Going anonymous in theory allows you to opt out of the reputation economy, at least temporarily. Within the meme, where everyone’s anonymous, reputation can’t stick to any participant: you’re only as wanky or stupid (or clever, or amusing) as your last anonymously-posted comment. Each new comment thread wipes the slate clean; this will not go down on your permanent reputational record.

Yet anon memes aren’t completely outside of fandom’s reputation economy — memes, and their anonymous participants, have their own reputation within fandom, and known or suspected participation on an anon meme can affect one’s reputation within pseudonymous fannish spaces. Moreover, anon memes often debate, reassess, or attack the reputational standing of pseudonymous fans — especially well-known BNFs — in negotiations that can spill over into broader fandom. So it’s perhaps more accurate to think of anon memes in a kind of underground or black market relationship to fandom’s “formal” reputation economies.

Reputation economies in fandom shape the fannish attention economy: with an abundance of posts, communities, fanworks, episode reactions, and discussions vying for attention, nobody can follow it all.

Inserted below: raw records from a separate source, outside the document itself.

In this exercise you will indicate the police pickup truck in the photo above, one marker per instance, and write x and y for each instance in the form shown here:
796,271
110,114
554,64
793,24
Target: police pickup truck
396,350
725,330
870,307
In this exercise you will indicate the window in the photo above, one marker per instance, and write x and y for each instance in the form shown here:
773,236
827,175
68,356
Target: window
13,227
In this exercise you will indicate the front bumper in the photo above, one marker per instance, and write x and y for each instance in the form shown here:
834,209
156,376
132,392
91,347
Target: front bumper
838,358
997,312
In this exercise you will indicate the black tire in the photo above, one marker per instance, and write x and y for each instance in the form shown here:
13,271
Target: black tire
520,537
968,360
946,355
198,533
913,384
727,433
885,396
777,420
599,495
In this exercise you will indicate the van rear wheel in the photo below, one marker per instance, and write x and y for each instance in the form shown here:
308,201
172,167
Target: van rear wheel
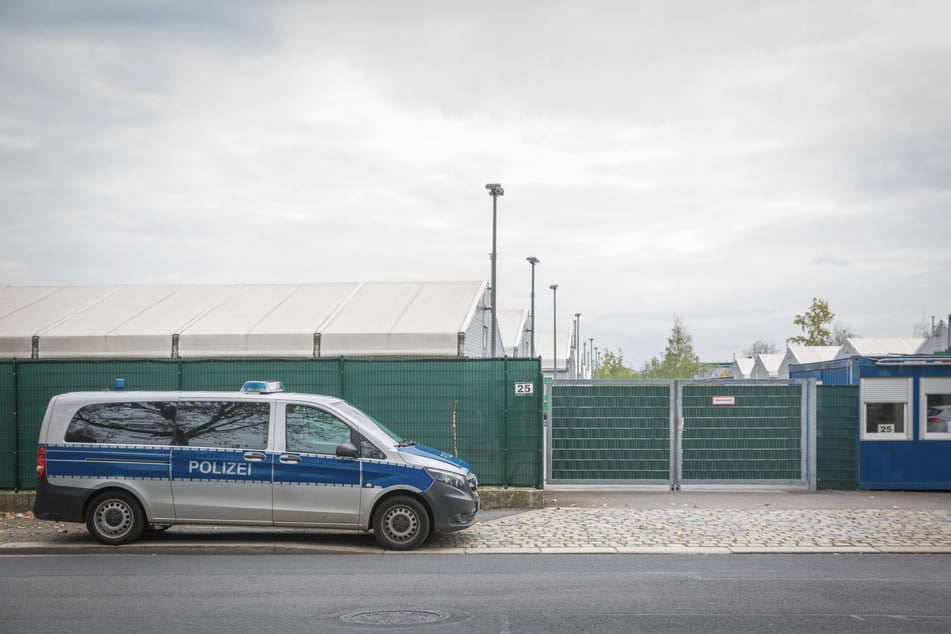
115,518
401,523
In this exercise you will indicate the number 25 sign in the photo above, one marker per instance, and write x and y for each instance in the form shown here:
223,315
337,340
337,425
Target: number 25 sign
524,389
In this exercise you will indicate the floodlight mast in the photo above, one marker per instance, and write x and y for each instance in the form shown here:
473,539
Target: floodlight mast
533,261
495,190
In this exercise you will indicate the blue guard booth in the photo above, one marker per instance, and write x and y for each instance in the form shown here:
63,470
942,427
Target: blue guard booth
904,439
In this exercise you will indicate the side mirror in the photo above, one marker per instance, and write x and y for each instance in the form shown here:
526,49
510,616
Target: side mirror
347,450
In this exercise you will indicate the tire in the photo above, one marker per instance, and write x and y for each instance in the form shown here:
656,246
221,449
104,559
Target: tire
401,523
115,518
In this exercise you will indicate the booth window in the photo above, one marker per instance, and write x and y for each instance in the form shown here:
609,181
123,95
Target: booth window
885,409
935,409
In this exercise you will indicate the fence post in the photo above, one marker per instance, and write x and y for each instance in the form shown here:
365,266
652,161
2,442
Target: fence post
505,422
17,482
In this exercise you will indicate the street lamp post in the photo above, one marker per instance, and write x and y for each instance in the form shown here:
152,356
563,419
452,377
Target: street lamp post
577,345
554,327
495,190
533,261
591,357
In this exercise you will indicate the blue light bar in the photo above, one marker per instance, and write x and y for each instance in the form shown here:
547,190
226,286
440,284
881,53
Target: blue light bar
262,387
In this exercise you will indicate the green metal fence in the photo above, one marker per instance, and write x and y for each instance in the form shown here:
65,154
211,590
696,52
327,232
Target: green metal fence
742,432
679,431
837,437
610,432
463,406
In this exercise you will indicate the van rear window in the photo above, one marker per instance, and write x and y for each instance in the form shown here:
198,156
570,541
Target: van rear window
228,424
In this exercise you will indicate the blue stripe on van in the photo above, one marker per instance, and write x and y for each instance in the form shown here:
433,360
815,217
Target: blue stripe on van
103,461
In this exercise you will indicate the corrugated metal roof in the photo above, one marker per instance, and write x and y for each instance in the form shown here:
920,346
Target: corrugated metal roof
376,318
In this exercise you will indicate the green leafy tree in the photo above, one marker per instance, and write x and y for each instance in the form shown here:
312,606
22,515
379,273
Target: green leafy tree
679,360
612,367
815,324
760,346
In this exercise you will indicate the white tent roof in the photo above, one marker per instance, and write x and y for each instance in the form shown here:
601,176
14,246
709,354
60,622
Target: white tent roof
343,319
742,367
857,347
512,324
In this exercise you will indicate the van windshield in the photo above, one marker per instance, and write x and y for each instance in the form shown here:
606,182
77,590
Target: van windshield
368,420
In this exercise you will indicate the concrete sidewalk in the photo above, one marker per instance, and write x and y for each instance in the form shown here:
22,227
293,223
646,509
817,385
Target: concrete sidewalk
610,520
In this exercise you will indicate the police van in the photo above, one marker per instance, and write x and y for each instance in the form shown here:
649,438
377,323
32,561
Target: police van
124,462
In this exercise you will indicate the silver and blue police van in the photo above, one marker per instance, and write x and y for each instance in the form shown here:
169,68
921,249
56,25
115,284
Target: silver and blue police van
125,462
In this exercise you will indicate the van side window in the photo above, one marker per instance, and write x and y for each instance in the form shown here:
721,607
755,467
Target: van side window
311,430
123,423
238,425
197,423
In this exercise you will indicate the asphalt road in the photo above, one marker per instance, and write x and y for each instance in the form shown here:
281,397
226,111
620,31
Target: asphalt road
497,593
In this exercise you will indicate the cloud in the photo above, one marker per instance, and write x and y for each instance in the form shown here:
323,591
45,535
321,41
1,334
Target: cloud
725,162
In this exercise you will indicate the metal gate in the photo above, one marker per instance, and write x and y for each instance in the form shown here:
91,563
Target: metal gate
681,432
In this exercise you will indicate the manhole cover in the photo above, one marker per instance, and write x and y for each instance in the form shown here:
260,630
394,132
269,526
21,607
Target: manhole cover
394,617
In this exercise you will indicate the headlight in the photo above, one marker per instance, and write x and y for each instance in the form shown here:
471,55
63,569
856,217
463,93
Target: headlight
449,478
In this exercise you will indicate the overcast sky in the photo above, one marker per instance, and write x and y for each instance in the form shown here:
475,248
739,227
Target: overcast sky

So reputation becomes one filter shaping the flows of attention, influencing which stories get read, whose posts receive comments, what discussions get prioritized. To a certain degree, participation in broader fan communities requires paying attention, and distributing your attention appropriately. The culture of a fandom (fanon, in-jokes, jargon, influential fanworks, etc.) emerges from shared experiences, histories, attitudes, and frames of reference — in other words, the map and archive of fannish attention.

Anon memes have a symbiotic relationship to fandom’s “official” attention economy. Through links and discussion, they harness, amplify or redirect fannish attention — even as many in pseudonymous fandom would cast anon memes themselves as unworthy of attention and disavow allocating any of their own attention to them. Memes also provide an alternate filtering system driven less by reputation than relevance and interest: attention goes to anything capable of generating comments on the meme. But permanent anon memes that achieve heavy traffic and a constant stream of comments also present a different kind of fannish space, a culture devoted to distraction. Step inside an active anon meme, and you can easily lose hours; rather than budgeting your attention, you simply give yourself over to the anonymous flow. The distractions of being on the meme can be a vacation from fandom’s attention economy.